We all have to walk that fine line when it comes to deciding what to wear to a wedding: You want to look striking, somewhat fun, but still appropriate. You want to be remembered for the right reasons, even if it isn't your day whatsoever. Well, there are some basic ground rules worth referencing before rushing to the big day in a floral-print panic. We've covered the official dressing dos and don'ts of formalwear so that you can be the best-dressed guest at all manner of nuptials and high-society soirées—with zero wardrobe stresses.
So whether you have a city wedding to attend, a religious ceremony to consider carefully or you just don't want to have a miffed bride on your hands (no white lace, okay?), this is a good place to start. We can all lose our heads when a swanky event comes a-knocking, but it's really just a case of being fully prepared for every eventuality—and learning from some of our own fashion faux pas. Those strappy stilettos looked great in the store, yes, but were they really cut out for a marquee reception in a field? Not so much. Click through to read the nine must-know rules for what to wear to a wedding when you're just not sure.
#1: A dress is a safe go-to
It's not only about respect for the bride, but it's also a lesser-known fact that longer hemlines are conservatively sexy—especially irregular hemlines that give a peekaboo flash of leg when the woman is in motion. Err on the classy side and go midi, midaxi or maxi.
#3: Dress for the theme or vibe
If you're at a city wedding it's likely you'll wear something different from a countryside do. Same goes for destination nuptials or something low-key that's designed to be more of a party. If you're on location then why not go all-out and dress with local or traditional influences in mind?
#4: It's okay to wear black
The modern world has ushered in many wonderful changes: iPhones, Headspace, hashtags, Voga and the acceptance of wearing black at weddings and baptisms. Black once was the mark of doom and gloom, but now it's a tone for the chic urbanites. Wear it to weddings, and wear it with aplomb!
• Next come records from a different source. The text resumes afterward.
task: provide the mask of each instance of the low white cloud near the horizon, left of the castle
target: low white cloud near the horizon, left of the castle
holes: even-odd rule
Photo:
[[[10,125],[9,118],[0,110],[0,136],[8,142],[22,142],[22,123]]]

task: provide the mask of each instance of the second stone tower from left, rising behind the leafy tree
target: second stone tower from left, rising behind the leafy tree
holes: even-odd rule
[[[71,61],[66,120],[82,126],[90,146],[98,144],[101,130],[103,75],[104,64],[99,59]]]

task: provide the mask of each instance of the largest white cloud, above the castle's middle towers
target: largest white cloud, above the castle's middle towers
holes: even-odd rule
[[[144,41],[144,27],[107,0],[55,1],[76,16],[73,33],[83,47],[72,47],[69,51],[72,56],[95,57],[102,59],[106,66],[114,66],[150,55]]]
#5: Always carry a small bag for your essentials
Large tote bags and cumbersome shoulder bags don't ooze "special occasion." Rather, they make it look like you're going on a daylong trek across the urban jungle. Go minimal and head out to the wedding with a micro or clutch bag, cutting loose from your heavy accessories for a day. Think of it as a handbag detox.
#6: Wear heels you can walk in ALL day
There's nothing worse than climbing into a pair of heels only to find that you are limping across the dance floor a mere few hours later. Find the comfy elevated shoes that will party harder than all your other footwear.
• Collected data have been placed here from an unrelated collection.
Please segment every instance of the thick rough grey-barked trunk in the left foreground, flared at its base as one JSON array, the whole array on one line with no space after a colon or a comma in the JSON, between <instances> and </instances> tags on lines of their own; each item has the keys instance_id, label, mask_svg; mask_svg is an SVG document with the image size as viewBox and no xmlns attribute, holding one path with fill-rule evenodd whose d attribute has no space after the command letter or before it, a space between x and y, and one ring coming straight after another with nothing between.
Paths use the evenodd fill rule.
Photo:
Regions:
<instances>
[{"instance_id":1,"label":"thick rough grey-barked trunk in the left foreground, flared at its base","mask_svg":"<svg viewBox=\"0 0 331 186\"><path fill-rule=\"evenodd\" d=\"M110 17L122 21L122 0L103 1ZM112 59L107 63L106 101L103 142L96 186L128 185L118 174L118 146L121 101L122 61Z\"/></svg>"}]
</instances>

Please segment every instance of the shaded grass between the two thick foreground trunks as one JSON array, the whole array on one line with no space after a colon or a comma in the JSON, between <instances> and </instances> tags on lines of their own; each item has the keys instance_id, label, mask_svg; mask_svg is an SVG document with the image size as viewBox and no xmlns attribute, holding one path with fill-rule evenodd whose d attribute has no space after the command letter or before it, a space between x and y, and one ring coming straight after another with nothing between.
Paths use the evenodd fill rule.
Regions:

#7: Wear sleeves or bring a cover-up for religious ceremonies
There are lots of religious wedding ceremonies that may take place in sacred spaces that require a respectful covered-up dress code. Think royal enclosure at Ascot and wear thick straps and take a generous silk scarf to drape across your décolletage or wear sleeves to nail the issue in one.
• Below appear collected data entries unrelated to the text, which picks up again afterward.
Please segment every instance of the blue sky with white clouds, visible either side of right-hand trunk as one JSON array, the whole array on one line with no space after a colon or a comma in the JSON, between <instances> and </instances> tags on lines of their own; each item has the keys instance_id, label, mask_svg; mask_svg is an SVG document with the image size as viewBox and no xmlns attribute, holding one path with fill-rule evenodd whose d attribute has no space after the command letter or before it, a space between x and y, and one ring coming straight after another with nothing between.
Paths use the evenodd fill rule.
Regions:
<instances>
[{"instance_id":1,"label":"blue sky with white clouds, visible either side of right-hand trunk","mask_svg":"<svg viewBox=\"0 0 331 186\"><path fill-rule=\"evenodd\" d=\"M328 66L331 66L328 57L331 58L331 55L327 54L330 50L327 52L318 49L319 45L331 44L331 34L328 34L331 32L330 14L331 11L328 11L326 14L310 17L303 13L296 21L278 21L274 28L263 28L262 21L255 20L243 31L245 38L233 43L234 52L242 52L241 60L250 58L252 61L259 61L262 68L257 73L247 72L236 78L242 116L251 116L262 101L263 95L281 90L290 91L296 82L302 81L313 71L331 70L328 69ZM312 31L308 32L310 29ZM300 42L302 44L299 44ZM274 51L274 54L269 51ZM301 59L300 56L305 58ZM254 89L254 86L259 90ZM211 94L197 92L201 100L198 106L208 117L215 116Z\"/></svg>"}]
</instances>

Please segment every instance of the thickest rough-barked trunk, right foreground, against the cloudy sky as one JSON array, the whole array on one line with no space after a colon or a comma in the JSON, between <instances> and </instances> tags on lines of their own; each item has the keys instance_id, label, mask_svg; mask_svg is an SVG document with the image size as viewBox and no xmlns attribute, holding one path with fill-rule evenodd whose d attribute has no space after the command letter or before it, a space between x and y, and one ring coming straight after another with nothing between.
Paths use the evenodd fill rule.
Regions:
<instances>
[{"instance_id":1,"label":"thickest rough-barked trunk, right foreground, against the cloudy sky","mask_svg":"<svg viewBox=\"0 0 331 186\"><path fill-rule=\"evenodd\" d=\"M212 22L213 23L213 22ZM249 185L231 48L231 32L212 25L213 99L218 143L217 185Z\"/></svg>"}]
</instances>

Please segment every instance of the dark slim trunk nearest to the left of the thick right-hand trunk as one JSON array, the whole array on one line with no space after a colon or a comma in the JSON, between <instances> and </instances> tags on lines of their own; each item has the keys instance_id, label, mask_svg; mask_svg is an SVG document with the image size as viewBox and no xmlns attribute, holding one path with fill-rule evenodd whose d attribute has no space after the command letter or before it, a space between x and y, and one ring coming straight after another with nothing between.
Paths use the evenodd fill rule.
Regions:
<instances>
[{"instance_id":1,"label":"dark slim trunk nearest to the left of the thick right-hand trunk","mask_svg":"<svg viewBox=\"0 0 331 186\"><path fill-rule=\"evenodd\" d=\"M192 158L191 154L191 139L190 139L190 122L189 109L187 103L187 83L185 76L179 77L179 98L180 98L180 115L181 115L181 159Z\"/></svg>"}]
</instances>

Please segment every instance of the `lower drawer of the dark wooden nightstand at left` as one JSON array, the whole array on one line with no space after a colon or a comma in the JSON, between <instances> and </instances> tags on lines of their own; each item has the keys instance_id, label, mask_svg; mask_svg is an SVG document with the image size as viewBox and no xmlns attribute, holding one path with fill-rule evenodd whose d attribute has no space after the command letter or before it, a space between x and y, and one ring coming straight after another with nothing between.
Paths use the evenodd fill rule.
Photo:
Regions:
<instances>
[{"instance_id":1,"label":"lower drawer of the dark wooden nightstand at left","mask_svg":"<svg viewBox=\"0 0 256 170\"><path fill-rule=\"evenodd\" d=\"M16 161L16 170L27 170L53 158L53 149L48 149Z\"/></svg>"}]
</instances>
#8. Check with the bride if you're not sure.
If you're not sure about your outfit and there isn't a clear dress code, it's always a good idea to check with the bride. Pro tip: Make sure it's at least a couple weeks before the big day, as the bride will most likely have bigger things on her mind the days running up to the wedding and will not appreciate a text hours before she's about to walk down the aisle. And if you're still not sure, stick with a suit, jumpsuit or classic wedding-guest dress.
#9: It's still not okay to wear white
Despite the changes in formal dressing over the past few years, with many brides opting to go for non-white or cream wedding dresses. That doesn't necessarily mean you should turn up in a floor-length white number. Debrett's wedding guide still says it's a no-no. You can, however, choose white add-ons, opt for subtle shades of champagne, peach and nude or opt for a white dress with a noticeable print so that it is clearly different from what the bride could turn up in. Remember, as per point #8, you can always ask and check.